Le tribunal de Leiria acquitte le couple accusé d’esclavage et de trafic.

Le tribunal de Leiria acquitte le couple accusé d'esclavage et de trafic.

Lors de la lecture de l’arrêt, le juge-président a déclaré que le tribunal avait considéré « totalement infondées les accusations » portées contre les prévenus, qui ont donc été acquittés.

Dans l’acte d’accusation, le Ministère Public (MP) a indiqué que le couple d’agriculteurs, résidant dans la municipalité de Peniche, avait mis en place un système de recrutement de citoyens moldaves pour venir au Portugal et travailler. En mars 2020, une femme a été accueillie par les prévenus.

Selon le MP, contrairement au contrat verbal établi entre les parties, ces derniers se sont appropriés « pratiquement tout l’argent que la victime gagnait » grâce à son travail dans l’agriculture, en plus de l’obliger à s’occuper des trois enfants du couple et à effectuer toutes les tâches ménagères.

En mai suivant, la plaignante souhaitait se séparer des suspects et changer de domicile, mais ces derniers s’y sont opposés, conservant une partie de ses vêtements, de son argent et son passeport.

Le MP a avancé, entre autres aspects, que les prévenus ont profité des vulnérabilités de la plaignante, notamment de ses difficultés financières dans son pays d’origine, en la faisant venir au Portugal où ils l’ont exploitée dans le travail agricole et ont pris « la presque totalité de l’argent » qu’elle gagnait.

En novembre 2021, lors de perquisitions au domicile des prévenus, il a été constaté qu’une deuxième femme se trouvait là, « dans les mêmes circonstances ».

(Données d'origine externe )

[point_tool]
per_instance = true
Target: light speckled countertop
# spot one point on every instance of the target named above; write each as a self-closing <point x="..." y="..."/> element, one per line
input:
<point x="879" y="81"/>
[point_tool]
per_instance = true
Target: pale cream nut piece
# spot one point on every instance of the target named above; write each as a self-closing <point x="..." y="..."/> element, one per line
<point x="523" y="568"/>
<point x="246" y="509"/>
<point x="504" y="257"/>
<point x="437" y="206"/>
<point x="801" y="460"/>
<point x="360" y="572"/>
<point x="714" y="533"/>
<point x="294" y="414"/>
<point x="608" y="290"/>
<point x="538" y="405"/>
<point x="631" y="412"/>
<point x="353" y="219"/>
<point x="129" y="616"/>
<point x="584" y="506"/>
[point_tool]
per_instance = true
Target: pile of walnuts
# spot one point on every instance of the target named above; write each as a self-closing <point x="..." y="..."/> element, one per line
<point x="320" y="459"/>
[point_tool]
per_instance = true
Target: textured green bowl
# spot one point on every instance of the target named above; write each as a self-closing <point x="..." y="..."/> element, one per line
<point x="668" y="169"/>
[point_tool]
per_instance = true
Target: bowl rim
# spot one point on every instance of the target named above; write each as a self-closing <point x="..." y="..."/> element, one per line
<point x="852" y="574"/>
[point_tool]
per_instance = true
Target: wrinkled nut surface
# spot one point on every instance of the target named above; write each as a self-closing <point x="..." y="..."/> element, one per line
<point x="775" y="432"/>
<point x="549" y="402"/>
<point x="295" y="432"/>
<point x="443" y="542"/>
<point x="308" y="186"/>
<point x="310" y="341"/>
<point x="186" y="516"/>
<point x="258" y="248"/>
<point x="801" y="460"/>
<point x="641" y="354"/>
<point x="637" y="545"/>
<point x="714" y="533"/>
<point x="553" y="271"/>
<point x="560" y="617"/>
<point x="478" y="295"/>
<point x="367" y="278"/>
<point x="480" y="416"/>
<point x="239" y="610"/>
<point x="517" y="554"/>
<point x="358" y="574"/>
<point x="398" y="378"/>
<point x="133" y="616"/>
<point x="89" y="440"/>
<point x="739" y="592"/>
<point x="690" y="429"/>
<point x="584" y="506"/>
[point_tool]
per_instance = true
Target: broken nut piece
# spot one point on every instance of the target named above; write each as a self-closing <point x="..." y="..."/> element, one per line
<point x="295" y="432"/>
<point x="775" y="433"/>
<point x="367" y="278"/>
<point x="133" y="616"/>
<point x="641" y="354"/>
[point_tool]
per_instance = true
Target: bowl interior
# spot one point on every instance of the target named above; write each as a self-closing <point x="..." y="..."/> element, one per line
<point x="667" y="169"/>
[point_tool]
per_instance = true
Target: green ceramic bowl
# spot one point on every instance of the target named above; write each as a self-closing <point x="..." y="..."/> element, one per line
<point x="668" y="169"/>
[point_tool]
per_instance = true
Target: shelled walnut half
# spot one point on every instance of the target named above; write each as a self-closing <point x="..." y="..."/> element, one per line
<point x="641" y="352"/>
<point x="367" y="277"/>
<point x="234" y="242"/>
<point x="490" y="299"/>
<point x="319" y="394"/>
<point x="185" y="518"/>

L’acte alléguait que les prévenus, en offrant et attirant les plaignantes avec le transport et le logement pour venir au Portugal, le faisaient avec « l’intention d’exploiter leur force de travail, sans l’intention de leur donner une quelconque contrepartie monétaire ou en leur offrant une contrepartie monétaire dérisoire, profitant de leur vulnérabilité, ainsi qu’en utilisant la violence et des moyens rusés pour les convaincre ».

Au procès, la prévenue a nié les faits de l’accusation, affirmant que la première femme qu’elle avait accueillie, sa belle-sœur, n’avait travaillé que sept à dix jours et dormait dans un lit individuel dans la chambre des enfants, rejetant également l’idée qu’elle était empêchée de se déplacer ou qu’elle était obligée de faire des travaux domestiques, sauf pendant le week-end.

Concernant les documents des soi-disant victimes, elle a admis qu’ils étaient gardés dans la chambre du couple, un espace qui n’était pas fermé.

Le prévenu a confirmé ce que sa compagne a déclaré au tribunal collectif.